General procedure for synthesis of 2-substituted styrylquinoxalines 4ae–4ag
A mixture of 2MQ (1.0 mmol), arylaldehyde 3 (1.0 mmol), and malononitrile (10 mol%) was taken in glass vial using diglyme (2 mL) as solvent. The reaction mixture was irradiated under microwave (120 °C, 50 PSI, 50 W) until the completion of the reaction. The obtained solid was filtered and washed with ethanol to get desired products 4ae–4ag (81–84% yield).
(E)-2-Styrylquinoxaline (4ae). Brown solid. Yield: 84% (0.19 g).
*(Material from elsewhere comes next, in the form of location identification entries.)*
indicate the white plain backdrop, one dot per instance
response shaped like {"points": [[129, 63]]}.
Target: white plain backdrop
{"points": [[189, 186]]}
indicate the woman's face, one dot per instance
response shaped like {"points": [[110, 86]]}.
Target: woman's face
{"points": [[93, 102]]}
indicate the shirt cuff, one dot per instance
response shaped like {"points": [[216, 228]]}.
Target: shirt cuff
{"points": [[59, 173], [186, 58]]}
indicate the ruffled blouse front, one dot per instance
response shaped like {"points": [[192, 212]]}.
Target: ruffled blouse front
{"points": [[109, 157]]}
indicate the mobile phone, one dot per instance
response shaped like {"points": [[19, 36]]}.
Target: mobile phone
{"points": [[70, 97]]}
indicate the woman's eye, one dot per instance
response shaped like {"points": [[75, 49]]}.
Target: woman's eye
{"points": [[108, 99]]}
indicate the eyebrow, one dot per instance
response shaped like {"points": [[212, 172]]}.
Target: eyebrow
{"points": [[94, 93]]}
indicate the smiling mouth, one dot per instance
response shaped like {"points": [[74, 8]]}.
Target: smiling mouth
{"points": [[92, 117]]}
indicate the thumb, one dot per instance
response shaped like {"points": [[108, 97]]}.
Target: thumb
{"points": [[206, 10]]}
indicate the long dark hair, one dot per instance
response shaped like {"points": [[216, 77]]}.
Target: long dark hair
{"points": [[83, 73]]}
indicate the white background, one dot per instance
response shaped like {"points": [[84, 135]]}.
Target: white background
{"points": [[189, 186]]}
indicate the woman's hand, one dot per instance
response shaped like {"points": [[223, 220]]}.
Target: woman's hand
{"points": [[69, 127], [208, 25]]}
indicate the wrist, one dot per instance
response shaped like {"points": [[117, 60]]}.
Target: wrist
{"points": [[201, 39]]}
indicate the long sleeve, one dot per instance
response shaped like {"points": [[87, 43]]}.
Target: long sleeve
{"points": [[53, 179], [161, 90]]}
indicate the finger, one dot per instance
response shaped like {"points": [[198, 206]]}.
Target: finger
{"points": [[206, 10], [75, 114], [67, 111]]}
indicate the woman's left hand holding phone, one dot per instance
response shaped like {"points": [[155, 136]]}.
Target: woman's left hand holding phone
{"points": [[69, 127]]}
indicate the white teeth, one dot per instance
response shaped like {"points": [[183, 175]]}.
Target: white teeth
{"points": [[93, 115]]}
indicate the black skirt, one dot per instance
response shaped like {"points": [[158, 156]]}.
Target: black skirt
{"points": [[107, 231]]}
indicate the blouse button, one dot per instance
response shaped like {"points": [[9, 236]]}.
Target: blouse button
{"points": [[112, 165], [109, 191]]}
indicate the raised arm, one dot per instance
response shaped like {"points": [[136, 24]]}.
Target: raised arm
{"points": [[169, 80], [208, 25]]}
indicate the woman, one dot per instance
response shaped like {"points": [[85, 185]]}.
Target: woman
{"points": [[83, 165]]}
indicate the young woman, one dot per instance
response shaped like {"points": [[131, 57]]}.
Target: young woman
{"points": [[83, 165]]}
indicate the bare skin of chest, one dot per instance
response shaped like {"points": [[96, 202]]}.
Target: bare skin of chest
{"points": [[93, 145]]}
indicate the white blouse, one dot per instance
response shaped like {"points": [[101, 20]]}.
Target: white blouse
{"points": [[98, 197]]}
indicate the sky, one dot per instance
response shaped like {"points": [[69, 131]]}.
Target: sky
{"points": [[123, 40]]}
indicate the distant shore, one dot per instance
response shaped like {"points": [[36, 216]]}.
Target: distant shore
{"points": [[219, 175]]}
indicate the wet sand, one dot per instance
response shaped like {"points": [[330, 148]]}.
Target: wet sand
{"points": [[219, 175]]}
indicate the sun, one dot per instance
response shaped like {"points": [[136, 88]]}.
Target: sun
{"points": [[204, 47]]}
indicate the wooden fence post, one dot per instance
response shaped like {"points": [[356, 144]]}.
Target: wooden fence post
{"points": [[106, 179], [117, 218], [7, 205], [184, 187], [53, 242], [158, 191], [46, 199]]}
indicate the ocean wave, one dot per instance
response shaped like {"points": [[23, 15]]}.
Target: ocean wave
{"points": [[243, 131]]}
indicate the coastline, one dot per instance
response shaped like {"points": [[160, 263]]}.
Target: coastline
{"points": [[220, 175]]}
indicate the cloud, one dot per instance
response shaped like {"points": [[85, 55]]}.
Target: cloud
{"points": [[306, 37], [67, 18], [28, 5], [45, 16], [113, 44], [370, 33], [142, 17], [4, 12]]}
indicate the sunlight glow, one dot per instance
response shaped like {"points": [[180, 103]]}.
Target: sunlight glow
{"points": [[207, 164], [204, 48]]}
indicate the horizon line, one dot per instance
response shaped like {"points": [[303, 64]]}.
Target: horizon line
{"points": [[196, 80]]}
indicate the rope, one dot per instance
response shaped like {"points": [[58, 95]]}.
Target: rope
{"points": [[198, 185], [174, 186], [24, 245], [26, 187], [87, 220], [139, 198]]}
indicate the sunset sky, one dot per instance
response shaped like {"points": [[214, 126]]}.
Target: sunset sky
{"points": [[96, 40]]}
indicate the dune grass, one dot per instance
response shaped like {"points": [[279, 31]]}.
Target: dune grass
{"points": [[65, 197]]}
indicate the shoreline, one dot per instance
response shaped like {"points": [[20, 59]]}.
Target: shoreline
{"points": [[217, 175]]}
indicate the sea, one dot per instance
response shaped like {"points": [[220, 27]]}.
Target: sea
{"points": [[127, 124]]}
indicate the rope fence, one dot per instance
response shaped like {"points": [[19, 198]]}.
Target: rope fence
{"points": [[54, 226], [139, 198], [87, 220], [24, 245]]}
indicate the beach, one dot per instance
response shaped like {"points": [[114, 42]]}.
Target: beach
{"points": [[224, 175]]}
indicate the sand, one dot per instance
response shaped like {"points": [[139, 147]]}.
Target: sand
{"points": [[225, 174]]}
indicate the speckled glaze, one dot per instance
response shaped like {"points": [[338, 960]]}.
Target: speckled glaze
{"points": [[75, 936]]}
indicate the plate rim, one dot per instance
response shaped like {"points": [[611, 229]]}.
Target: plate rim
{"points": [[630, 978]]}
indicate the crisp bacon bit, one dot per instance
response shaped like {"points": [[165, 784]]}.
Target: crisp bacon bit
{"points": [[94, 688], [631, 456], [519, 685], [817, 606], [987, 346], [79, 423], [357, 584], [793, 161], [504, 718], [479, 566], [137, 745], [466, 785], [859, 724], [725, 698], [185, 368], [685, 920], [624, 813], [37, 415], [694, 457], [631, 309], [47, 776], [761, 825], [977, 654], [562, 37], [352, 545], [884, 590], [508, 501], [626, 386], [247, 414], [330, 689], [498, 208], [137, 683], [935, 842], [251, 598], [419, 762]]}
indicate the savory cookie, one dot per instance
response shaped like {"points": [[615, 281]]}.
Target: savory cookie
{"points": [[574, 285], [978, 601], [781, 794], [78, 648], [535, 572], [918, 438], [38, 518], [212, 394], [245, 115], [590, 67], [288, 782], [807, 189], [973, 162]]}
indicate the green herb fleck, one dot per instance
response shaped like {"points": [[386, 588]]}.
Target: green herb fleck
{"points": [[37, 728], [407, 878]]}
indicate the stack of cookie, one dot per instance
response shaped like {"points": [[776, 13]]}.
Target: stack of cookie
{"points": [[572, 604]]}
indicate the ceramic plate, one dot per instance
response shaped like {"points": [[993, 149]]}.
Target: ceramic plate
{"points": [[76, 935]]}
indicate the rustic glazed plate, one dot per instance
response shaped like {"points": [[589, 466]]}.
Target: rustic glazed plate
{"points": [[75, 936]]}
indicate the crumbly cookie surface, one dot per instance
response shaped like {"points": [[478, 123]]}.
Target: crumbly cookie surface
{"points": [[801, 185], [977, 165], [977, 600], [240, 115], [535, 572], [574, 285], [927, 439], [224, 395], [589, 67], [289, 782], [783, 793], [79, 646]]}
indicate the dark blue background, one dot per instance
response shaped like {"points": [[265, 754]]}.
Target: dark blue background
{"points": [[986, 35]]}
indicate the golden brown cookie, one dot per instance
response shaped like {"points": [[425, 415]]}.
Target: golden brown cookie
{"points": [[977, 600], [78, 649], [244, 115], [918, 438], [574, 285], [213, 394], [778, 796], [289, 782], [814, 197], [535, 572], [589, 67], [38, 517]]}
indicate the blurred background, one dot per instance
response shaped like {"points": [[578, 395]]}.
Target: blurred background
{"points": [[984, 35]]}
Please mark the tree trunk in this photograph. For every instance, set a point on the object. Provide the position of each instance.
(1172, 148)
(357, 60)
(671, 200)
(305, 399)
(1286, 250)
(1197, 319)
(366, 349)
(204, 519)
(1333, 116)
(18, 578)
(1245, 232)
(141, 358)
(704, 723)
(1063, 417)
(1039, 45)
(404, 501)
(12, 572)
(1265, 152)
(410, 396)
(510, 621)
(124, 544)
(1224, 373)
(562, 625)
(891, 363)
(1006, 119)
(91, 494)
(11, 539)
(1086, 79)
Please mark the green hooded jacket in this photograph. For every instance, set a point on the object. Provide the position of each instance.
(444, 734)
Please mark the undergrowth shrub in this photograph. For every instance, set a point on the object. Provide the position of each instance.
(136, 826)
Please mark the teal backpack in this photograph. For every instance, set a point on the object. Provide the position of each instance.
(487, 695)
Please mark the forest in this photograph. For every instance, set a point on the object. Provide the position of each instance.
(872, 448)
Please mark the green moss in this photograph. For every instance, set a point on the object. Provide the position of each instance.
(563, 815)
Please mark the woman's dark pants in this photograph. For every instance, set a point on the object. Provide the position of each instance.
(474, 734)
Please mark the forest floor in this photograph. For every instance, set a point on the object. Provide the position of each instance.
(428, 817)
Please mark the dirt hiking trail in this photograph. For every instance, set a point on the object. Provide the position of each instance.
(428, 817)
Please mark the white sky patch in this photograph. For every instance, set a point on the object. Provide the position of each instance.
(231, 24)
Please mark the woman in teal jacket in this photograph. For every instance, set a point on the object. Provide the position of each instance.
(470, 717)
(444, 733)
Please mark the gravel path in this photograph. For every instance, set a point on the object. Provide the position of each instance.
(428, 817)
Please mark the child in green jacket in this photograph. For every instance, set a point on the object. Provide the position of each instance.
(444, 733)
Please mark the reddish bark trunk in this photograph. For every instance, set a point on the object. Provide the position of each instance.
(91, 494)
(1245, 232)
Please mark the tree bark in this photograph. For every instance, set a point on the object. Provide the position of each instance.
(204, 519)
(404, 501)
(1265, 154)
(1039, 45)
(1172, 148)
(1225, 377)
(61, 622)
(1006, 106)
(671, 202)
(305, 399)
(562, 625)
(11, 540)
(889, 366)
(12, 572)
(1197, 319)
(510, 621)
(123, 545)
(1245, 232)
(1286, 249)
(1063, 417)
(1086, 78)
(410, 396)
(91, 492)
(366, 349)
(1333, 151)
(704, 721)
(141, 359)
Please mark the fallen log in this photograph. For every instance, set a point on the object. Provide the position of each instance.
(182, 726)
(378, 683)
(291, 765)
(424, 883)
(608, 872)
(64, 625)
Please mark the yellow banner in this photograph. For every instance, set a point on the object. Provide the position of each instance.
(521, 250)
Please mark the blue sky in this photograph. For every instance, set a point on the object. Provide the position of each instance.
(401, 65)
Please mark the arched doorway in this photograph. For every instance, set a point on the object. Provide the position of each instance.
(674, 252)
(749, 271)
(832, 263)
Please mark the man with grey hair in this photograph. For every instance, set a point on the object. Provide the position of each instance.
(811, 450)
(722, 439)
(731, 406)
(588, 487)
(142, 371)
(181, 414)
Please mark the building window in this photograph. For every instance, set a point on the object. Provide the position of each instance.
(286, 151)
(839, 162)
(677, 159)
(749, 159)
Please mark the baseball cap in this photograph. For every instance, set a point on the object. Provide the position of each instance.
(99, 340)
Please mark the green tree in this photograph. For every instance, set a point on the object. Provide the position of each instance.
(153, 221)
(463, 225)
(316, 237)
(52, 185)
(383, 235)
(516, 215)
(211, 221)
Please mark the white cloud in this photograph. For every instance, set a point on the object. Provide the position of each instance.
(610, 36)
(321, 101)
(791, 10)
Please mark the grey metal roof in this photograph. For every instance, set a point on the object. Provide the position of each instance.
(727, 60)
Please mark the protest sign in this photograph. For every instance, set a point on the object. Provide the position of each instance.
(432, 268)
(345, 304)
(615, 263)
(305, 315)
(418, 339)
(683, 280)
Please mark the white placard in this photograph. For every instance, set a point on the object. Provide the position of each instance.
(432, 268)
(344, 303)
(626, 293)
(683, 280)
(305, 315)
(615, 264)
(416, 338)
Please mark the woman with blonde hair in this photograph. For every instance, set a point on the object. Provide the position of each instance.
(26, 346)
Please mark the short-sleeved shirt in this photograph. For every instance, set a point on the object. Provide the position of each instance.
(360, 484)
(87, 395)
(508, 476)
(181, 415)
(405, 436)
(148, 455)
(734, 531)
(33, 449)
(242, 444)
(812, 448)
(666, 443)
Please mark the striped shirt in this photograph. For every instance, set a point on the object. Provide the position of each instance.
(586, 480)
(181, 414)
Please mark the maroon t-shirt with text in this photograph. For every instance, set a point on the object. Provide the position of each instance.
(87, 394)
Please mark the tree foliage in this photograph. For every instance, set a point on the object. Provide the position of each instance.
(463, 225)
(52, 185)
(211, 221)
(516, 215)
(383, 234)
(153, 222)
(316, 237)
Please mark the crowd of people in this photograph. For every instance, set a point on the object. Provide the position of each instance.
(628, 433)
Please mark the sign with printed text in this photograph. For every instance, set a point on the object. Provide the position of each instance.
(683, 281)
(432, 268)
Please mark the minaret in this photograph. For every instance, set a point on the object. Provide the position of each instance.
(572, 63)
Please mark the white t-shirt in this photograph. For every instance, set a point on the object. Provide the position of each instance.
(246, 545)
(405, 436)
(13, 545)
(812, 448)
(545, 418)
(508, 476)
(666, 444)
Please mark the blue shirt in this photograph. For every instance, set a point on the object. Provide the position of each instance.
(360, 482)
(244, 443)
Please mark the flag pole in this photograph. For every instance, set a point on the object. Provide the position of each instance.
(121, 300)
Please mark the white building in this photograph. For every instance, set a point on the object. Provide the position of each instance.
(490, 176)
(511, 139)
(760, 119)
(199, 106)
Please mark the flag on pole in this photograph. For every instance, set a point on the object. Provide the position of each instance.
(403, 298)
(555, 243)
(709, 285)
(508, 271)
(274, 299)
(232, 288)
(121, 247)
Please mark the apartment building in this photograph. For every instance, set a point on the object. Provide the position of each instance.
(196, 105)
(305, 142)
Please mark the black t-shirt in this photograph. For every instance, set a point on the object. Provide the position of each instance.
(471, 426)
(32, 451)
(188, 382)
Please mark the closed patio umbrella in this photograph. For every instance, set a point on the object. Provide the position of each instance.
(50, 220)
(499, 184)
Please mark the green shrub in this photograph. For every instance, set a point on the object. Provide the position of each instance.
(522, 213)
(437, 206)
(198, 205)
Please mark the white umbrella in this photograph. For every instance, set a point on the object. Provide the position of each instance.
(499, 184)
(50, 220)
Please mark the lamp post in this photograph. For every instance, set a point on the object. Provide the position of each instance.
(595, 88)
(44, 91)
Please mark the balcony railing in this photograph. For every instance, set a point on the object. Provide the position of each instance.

Mp 104–106 °C (103–105 °C).15 1H NMR (400 MHz, CDCl3, ppm): δ 9.08 (s, 1H), 8.10 (d, 1H, J = 16.4 Hz), 7.90 (d, 1H, J = 16.4 Hz), 7.81–7.69 (m, 5H), 7.48–7.38 (m, 4H). 13C{1H} NMR (101 MHz, CDCl3, ppm): δ 150.7, 144.5, 142.5, 141.6, 136.5, 136.0, 130.4, 129.3, 129.3, 129.2, 129.0, 127.5, 125.3. MS: m/z 233 [M + H]+.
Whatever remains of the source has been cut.